Visiting my further me.
It‘s like coming home. Parts of me are already evolute – others not. Impressed, jealous, motivated to be brave,
to be who I want to be. Inspired to just do it.
Allow myself to fail.
Accept to fail.
Learn to fail better.
Street like rollercoasters
Uber race
Trains on time
No “wir entschuldigen die Verspätung ihre deutsche Bahn” [“we excuse the delay your deutsche Bahn”]
It’s tracked on time
I”m watching out for Michael Endes the man in grey and feel like Momo just with a camera instead of a turtle
Squared widows in black
mirroring the next one
Walls in grey
Little tiles
A grid
No humans
Machines working inside in boxes
Trying to climb up a a triangle
Health is falling down
for too many
Sometimes I wish to look like a wolf to be respected have that mask.
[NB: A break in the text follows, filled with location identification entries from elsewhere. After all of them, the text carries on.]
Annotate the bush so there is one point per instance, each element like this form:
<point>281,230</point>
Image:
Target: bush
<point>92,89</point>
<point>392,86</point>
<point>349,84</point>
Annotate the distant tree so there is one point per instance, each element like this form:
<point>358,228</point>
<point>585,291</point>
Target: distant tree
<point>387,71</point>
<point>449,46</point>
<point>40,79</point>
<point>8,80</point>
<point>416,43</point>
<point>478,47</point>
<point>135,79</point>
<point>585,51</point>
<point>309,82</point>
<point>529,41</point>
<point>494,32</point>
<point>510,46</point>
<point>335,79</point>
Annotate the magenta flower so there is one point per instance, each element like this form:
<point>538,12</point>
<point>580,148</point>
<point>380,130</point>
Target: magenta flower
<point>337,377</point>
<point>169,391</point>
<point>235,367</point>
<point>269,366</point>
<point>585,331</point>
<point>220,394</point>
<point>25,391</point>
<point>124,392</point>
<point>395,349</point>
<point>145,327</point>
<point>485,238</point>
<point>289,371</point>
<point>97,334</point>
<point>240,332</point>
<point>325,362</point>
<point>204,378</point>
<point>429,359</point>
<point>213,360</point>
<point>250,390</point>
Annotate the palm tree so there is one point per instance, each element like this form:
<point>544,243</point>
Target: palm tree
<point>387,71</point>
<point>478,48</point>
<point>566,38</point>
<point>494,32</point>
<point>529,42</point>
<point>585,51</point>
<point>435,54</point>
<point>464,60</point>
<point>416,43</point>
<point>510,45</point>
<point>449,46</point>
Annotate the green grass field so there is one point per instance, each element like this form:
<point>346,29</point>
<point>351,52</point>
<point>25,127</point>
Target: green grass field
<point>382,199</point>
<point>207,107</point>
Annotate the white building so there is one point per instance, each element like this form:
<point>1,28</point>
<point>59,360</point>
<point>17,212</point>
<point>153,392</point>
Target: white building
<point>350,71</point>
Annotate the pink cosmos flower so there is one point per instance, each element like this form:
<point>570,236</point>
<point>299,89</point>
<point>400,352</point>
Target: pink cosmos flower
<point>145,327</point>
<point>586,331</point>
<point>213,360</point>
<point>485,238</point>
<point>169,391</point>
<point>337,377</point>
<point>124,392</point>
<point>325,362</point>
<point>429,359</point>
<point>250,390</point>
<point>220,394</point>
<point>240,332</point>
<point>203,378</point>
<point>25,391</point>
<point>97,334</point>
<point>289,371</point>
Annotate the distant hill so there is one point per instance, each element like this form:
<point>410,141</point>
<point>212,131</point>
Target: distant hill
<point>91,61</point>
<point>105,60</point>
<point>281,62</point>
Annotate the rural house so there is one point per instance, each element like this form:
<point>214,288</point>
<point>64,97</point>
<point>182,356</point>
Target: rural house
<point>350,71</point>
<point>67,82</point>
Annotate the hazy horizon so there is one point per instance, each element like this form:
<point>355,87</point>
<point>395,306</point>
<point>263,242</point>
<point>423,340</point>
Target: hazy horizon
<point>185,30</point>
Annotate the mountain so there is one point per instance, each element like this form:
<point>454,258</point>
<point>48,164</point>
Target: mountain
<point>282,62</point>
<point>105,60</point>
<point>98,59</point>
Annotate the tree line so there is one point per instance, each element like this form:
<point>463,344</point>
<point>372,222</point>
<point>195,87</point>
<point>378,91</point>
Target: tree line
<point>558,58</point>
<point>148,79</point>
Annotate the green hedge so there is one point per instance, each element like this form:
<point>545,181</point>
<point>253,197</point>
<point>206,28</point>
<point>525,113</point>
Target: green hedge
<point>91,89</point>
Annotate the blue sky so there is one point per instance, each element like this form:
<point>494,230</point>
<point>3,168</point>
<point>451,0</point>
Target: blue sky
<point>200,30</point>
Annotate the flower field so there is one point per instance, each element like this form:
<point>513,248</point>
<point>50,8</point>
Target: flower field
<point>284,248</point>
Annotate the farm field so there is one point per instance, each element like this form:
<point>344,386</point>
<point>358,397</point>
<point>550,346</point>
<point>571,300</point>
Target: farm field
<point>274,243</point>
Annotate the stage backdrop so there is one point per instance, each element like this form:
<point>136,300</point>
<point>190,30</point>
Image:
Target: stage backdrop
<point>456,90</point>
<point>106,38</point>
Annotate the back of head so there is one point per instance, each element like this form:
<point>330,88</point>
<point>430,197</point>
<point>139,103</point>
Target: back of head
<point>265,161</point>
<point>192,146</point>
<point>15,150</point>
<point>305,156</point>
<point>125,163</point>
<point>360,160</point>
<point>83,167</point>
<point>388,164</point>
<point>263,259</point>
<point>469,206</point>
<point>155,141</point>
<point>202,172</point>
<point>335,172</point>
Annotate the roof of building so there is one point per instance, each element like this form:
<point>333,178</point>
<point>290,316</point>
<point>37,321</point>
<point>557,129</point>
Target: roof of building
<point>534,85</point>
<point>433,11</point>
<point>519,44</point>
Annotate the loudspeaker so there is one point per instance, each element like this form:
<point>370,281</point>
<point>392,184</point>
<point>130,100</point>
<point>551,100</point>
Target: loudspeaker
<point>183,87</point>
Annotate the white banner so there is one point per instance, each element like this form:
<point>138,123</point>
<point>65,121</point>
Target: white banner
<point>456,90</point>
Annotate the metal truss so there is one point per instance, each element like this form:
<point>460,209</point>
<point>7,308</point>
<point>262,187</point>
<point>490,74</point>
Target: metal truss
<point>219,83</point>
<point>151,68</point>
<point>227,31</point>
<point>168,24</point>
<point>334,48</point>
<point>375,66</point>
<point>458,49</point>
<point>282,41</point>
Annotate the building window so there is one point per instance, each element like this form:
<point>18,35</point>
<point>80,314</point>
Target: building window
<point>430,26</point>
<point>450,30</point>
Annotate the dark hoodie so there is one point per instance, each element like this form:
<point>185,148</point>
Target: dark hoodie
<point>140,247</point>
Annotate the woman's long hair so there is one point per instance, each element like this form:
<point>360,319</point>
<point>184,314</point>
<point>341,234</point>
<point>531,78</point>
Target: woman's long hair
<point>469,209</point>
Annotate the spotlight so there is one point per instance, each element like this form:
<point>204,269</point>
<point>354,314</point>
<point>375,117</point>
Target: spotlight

I look young. Thats alright. That’s me. I’m not masking up my face with make-up to look like someone. For what? For who?
But I’m not cute. There is a reason the first book in my life had the title “von wegen süß”. Cute feels like looking down on me. Petting my heat.
If I should describe Amsterdam in one word it’s: “colorful”. Why are those objects there. How was their journey? Is it their graveyard? Tell me your story.